I dati sull'inflazione ungherese, la più bassa degli ultimi 40 anni, è l'ennesima dimostrazione che per avere stabilità nei prezzi e crescita, non serve l'euro, anzi.

Mentre i paesi che hanno adottato l'euro stanno affrontando la peggiore recessione dal 1929 (è notizia che anche la Finlandia è entrata in crisi) tanto che la commissione europea ha deciso di variare i metodi di calcolo dei PIL nazionali per poter annunciare una crescita che in realtà non c'è, l'Ungheria guidata dal leader di destra Viktor Orban sta vivendo un nuovo rinascimento, il tutto a dispetto degli euroburocrati, dei membri della BCE e del FMI che avevano preconizzato il crollo del paese magiaro a seguito della decisione del premier di riappropriarsi della sovranità  monetaria e di espellere dal paese i rappresentanti del Fondo Monetario Internazionale.

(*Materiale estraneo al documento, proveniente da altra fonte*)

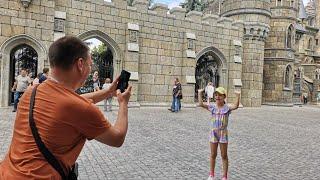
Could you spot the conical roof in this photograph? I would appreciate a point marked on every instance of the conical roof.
(302, 11)
(311, 9)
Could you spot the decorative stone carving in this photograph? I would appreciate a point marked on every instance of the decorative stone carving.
(25, 3)
(133, 37)
(59, 25)
(191, 44)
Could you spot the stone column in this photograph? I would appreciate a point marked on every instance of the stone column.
(131, 63)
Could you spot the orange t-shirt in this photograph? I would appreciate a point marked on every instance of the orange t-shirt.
(64, 121)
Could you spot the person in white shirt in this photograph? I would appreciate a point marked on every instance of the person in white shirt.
(20, 85)
(209, 90)
(107, 101)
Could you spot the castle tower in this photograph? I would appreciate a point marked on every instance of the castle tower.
(256, 15)
(280, 53)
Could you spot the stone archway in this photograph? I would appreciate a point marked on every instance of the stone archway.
(5, 50)
(110, 43)
(211, 67)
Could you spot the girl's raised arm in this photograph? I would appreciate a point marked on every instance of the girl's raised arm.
(236, 104)
(201, 104)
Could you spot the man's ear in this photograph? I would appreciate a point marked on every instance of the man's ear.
(80, 64)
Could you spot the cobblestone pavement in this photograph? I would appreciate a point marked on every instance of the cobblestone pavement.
(277, 143)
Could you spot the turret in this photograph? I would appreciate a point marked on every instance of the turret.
(280, 52)
(256, 16)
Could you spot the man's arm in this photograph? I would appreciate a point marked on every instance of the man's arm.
(201, 104)
(115, 135)
(237, 102)
(14, 87)
(98, 96)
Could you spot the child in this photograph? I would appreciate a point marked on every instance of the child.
(96, 82)
(108, 101)
(219, 123)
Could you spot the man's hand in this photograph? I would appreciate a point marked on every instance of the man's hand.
(200, 90)
(113, 87)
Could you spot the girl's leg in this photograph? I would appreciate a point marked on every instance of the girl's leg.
(214, 148)
(224, 157)
(173, 103)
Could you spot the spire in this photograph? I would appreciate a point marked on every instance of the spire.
(311, 9)
(302, 11)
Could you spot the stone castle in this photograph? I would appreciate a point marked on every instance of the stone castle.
(269, 49)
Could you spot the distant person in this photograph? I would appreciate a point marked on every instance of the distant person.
(41, 76)
(64, 119)
(36, 80)
(96, 81)
(305, 98)
(209, 90)
(21, 83)
(219, 127)
(44, 75)
(108, 100)
(176, 96)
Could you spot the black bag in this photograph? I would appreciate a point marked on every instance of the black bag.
(73, 173)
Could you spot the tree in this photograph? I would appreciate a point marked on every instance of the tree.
(194, 5)
(130, 2)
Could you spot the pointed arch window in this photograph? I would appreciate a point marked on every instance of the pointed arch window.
(290, 36)
(287, 77)
(278, 2)
(310, 44)
(317, 73)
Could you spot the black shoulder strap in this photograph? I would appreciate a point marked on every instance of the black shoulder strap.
(43, 149)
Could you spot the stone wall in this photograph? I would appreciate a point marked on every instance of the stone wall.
(149, 42)
(256, 28)
(279, 56)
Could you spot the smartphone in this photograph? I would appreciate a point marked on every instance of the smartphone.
(123, 81)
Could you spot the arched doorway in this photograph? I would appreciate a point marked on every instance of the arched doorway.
(102, 57)
(22, 56)
(210, 67)
(31, 47)
(108, 62)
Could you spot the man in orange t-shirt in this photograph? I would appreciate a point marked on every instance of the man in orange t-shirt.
(63, 118)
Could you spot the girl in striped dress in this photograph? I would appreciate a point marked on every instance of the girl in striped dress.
(220, 112)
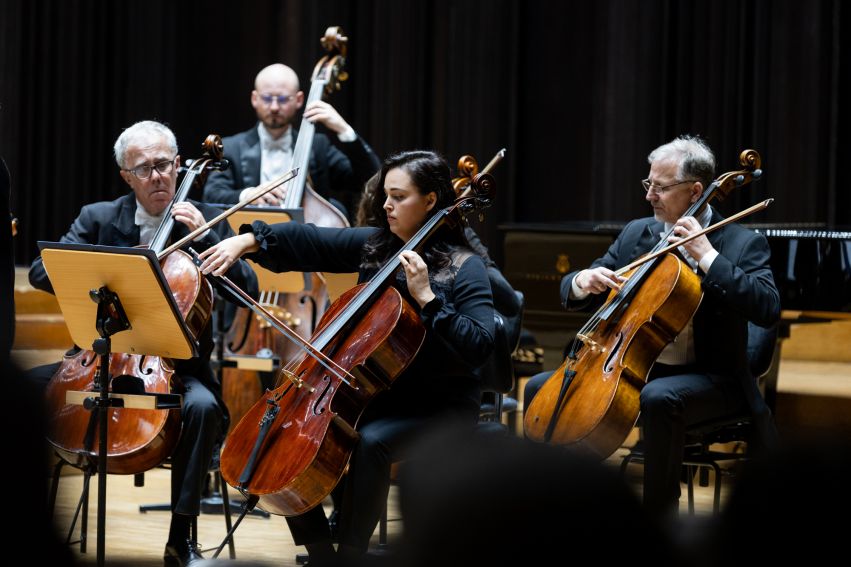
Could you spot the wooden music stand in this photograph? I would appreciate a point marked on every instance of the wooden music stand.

I media europei sono soliti dipingere Orban come un pericoloso dittatore isolazionista che vuole privare il popolo magiaro dei “grandi vantaggi” dell'appartenere alla moneta unica ed all'unione europea. Vi ricorda qualcosa? Esatto, le stesse accuse mosse alla classe dirigente ucraina, colpevole di guardare alla Russia di Putin anziché all'oligarchia finanziaria di Strasburgo.

Come dicevamo, l'Ungheria sta vivendo un rinascimento economico grazie alla sovranità monetaria recuperata, che ha consentito al premier Orban di decidere un aumento delle pensioni (mentre in Italia si continua a tagliare quelle erogate e soprattutto quelle future), e di tagliare tutta una serie di tariffe, comprese quelle energetiche e dei trasporti, consentendo agli ungheresi consistenti risparmi sulle bollette ed un aumento del potere d'acquisto.

Le cassandre del FMI e degli oligarchi di Strasburgo continuano a terrorizzare i popoli europei esausti dalla recessione che senza la moneta unica si starebbe infinitamente peggio, che esploderebbe l'inflazione ed i popoli sarebbero alla fame (come se già non lo fossero). Al riguardo citano gli esempi di Venezuela e Argentina: il primo alle prese con un'iperinflazione ormai fuori controllo, la seconda con l'ennesimo rischio di default. Ovviamente non citano l'esempio virtuoso dell'Ungheria. Per questo motivo abbiamo deciso di spiegare perché la sovranità monetaria non è sinonimo di iperinflazione, ma quali ne siano invece le cause.

Per sovranità monetaria si intende la possibilità per lo stato di emettere direttamente massa monetaria o, in alternativa, l'obbligo da parte della banca centrale di acquistare tutto il debito pubblico che lo stato ritenga dover emettere in cambio di carta moneta. Sia nell'un caso che nell'altro, i teorici monetaristi eredi di Friedman ritengono che questo porti ad una crescita eccessiva dei prezzi legata all'eccesso di moneta, sulla scia di quanto accaduto nella Germania della repubblica di Weimar, quando il prezzo della birra variava dal momento dell'ordine al momento della messa sul bancone!

In realtà la sovranità monetaria è neutra rispetto alle dinamiche dei prezzi e, soprattutto, al valore della moneta. Ciò che impatta sui prezzi e sul valore della moneta anche in rapporto alle altre divise  è la gestione della cosa pubblica.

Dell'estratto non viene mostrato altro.